Department of Neurosurgery, University Hospital Zurich, Switzerland. Electronic address:
Department of Oncology, University Hospital Zurich, Switzerland.
Department of Neuropathology, University Hospital Zurich, Switzerland.
Horten Centre for Patient Oriented Research and Knowledge Transfer, University Hospital Zurich, Switzerland.
Department of Neurology, University Hospital Zurich, Switzerland.



Treatment options for patients with glioblastoma at progression have remained controversial, and selection criteria for the appropriate type of intervention remain poorly defined. The objectives were to determine which factors favor the decision for second surgery and which factors are associated with overall survival (OS) and to evaluate the National Institutes of Health (NIH) recurrent glioblastoma scale. The scale includes tumor involvement of eloquent brain regions, functional status, and tumor volume.


A retrospective single-center analysis of patients with newly diagnosed glioblastoma undergoing initial surgery between January 2007 and December 2011 was performed.
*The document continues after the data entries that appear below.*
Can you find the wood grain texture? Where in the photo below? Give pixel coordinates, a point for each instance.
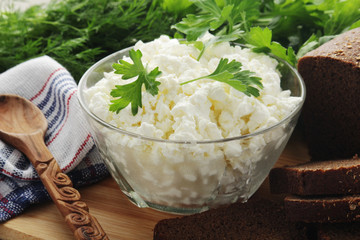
(23, 126)
(119, 217)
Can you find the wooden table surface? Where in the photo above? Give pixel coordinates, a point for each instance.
(117, 215)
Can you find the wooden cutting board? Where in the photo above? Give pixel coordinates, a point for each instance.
(118, 216)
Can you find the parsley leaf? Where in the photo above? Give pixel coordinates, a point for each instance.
(260, 39)
(231, 74)
(131, 93)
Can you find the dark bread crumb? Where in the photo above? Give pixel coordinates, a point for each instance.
(331, 110)
(322, 209)
(339, 231)
(256, 219)
(317, 178)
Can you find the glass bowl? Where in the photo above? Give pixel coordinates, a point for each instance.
(178, 182)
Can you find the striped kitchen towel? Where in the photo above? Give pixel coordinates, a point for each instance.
(51, 87)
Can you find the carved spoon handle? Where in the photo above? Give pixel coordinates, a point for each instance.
(60, 188)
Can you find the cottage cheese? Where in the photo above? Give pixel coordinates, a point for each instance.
(176, 174)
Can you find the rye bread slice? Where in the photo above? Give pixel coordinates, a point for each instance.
(339, 231)
(331, 177)
(322, 209)
(256, 219)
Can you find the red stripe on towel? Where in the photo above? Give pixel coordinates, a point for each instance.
(67, 115)
(47, 81)
(78, 152)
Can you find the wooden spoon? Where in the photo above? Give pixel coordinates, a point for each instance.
(23, 125)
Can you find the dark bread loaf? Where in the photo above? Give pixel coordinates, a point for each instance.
(256, 219)
(323, 209)
(317, 178)
(339, 231)
(331, 111)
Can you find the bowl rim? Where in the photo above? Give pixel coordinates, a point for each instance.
(83, 80)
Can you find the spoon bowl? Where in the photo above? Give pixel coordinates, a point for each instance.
(23, 126)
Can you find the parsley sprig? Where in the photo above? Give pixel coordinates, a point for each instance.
(231, 74)
(226, 72)
(131, 93)
(231, 21)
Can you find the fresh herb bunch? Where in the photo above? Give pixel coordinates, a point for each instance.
(270, 26)
(248, 22)
(131, 93)
(78, 33)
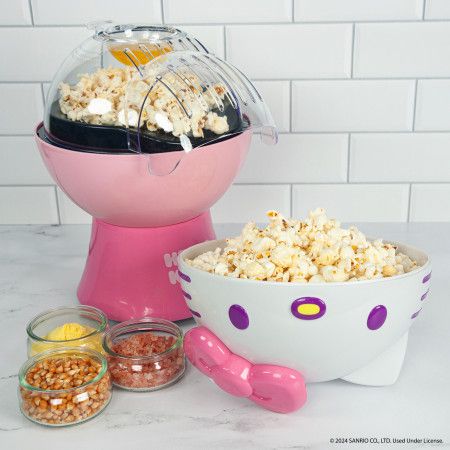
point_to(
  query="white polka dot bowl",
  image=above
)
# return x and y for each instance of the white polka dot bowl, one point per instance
(357, 331)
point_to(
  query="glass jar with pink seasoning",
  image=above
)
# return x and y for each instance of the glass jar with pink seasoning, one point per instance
(145, 354)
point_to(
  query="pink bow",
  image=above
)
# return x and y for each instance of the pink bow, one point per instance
(277, 388)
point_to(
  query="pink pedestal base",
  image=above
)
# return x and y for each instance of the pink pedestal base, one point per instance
(132, 272)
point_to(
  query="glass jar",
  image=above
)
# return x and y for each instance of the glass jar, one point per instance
(64, 386)
(51, 329)
(144, 354)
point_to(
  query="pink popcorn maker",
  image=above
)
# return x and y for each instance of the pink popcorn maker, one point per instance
(145, 130)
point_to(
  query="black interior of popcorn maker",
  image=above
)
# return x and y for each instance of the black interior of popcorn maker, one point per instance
(84, 137)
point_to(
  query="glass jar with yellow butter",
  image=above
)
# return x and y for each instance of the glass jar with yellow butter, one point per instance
(71, 326)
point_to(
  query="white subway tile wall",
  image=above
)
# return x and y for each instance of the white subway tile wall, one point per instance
(359, 89)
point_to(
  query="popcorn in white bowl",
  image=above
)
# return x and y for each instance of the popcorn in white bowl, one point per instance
(316, 250)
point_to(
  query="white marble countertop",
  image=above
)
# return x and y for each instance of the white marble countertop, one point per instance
(40, 267)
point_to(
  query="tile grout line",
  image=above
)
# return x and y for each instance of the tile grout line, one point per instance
(57, 206)
(290, 107)
(291, 200)
(43, 94)
(243, 24)
(353, 51)
(163, 20)
(414, 107)
(224, 42)
(30, 6)
(348, 157)
(408, 215)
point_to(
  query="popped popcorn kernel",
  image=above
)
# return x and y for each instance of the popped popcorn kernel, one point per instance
(316, 250)
(127, 96)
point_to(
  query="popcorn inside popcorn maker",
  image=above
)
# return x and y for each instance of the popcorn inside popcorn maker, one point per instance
(145, 130)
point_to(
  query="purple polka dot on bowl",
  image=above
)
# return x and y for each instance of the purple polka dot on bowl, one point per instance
(377, 317)
(238, 317)
(426, 278)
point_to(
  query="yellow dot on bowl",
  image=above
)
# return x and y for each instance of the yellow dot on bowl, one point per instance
(308, 309)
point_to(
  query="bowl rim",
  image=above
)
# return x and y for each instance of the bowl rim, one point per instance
(219, 242)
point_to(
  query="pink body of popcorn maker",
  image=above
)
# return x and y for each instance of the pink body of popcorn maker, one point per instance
(145, 130)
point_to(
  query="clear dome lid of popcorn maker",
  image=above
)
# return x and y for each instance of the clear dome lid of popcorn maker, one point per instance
(149, 89)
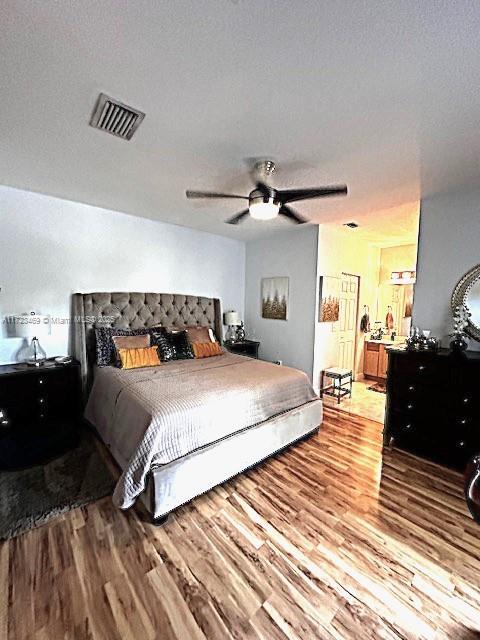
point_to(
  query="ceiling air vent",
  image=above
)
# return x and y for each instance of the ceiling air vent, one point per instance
(115, 117)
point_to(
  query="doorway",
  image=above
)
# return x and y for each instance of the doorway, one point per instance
(348, 317)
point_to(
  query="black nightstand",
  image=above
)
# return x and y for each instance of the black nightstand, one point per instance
(244, 348)
(42, 406)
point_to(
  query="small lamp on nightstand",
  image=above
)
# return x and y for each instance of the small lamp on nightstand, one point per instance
(232, 319)
(31, 326)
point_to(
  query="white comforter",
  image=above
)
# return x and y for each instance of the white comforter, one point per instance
(155, 415)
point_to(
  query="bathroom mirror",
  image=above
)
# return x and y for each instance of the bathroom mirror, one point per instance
(467, 292)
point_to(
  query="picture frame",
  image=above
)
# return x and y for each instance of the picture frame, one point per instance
(275, 294)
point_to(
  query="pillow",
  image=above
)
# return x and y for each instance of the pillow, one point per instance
(131, 342)
(207, 350)
(105, 347)
(199, 334)
(172, 346)
(136, 358)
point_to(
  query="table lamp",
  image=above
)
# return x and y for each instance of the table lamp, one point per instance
(232, 319)
(31, 326)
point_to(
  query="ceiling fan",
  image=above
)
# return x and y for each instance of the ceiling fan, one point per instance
(266, 203)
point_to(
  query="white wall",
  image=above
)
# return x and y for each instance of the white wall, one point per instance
(50, 248)
(293, 254)
(449, 246)
(343, 250)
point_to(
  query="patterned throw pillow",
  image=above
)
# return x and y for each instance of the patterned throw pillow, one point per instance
(131, 342)
(207, 350)
(172, 346)
(105, 347)
(199, 334)
(136, 358)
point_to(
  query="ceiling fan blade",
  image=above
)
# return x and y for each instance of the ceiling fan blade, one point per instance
(237, 218)
(291, 215)
(208, 194)
(293, 195)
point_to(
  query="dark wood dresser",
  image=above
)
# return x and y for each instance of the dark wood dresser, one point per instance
(433, 405)
(42, 411)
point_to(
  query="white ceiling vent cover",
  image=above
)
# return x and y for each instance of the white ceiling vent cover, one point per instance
(116, 118)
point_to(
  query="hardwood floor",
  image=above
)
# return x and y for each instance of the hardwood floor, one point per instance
(322, 541)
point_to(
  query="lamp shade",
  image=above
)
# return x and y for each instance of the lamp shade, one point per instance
(31, 325)
(231, 318)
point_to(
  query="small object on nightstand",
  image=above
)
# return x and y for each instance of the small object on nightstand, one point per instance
(31, 326)
(244, 348)
(240, 335)
(232, 319)
(43, 409)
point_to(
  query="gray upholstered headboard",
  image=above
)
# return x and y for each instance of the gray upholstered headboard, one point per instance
(133, 311)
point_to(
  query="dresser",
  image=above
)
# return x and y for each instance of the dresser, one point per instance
(433, 405)
(41, 407)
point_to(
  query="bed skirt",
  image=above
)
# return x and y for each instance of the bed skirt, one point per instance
(177, 482)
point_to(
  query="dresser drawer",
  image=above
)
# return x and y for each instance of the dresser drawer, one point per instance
(416, 396)
(421, 367)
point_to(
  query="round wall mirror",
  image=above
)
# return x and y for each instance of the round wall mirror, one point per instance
(467, 292)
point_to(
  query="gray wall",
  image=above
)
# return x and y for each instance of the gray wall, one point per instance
(449, 246)
(50, 248)
(292, 253)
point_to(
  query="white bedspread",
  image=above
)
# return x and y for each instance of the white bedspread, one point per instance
(155, 415)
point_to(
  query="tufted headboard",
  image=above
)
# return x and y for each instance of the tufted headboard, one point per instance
(133, 311)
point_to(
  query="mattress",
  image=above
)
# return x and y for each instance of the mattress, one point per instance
(155, 415)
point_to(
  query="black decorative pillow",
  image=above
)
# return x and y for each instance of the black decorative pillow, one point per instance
(172, 346)
(105, 347)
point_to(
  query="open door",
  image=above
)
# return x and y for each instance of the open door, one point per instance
(347, 326)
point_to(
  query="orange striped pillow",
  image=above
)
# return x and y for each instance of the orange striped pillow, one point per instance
(136, 358)
(206, 349)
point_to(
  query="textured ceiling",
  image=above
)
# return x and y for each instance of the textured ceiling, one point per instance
(381, 95)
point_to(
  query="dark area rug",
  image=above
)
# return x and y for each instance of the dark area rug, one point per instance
(31, 497)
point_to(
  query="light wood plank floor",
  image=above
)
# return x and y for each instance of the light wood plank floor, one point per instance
(323, 541)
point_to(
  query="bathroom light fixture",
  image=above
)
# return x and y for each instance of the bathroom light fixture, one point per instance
(403, 277)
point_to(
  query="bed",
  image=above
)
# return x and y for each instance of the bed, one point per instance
(181, 428)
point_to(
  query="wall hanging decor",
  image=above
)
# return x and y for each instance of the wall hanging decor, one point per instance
(329, 296)
(275, 298)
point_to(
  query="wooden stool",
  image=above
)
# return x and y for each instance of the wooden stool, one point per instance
(341, 384)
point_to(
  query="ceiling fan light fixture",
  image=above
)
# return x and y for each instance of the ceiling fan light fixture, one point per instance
(264, 210)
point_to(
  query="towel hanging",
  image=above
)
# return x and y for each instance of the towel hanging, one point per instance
(389, 321)
(365, 320)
Patients were separated into two groups: those with versus those without second resection surgery at disease progression. OS was compared using the multiple logistic regression model, Cox proportional hazard regression, and Kaplan-Meier survival analysis.


The data of 98 patients were statistically analyzed. Among the patients, 58 had initial surgery only (age 61.27 years; median OS [mOS] 14.81 months) and 40 underwent second surgery at disease progression (age 55 years; mOS 18.86 months). Age was the only predictor for repeated surgery (P = 0.012; odds ratio 0.94). At the time of tumor progression, administration of alkylating chemotherapy (P = 0.004; hazard ratio [HR] 0.24) or bevacizumab (P = 0.001; HR 0.23) was associated with longer OS. Reoperation was associated with a lower HR (P = 0.134; HR 0.66). The NIH recurrent glioblastoma scale showed statistically significant improvement of prognosis prediction with the addition of age.


Surgery of progressive glioblastoma and postoperative treatment at the time of progression is associated with improved OS in some patients. The addition of age may improve survival prediction of the NIH recurrent glioblastoma scale.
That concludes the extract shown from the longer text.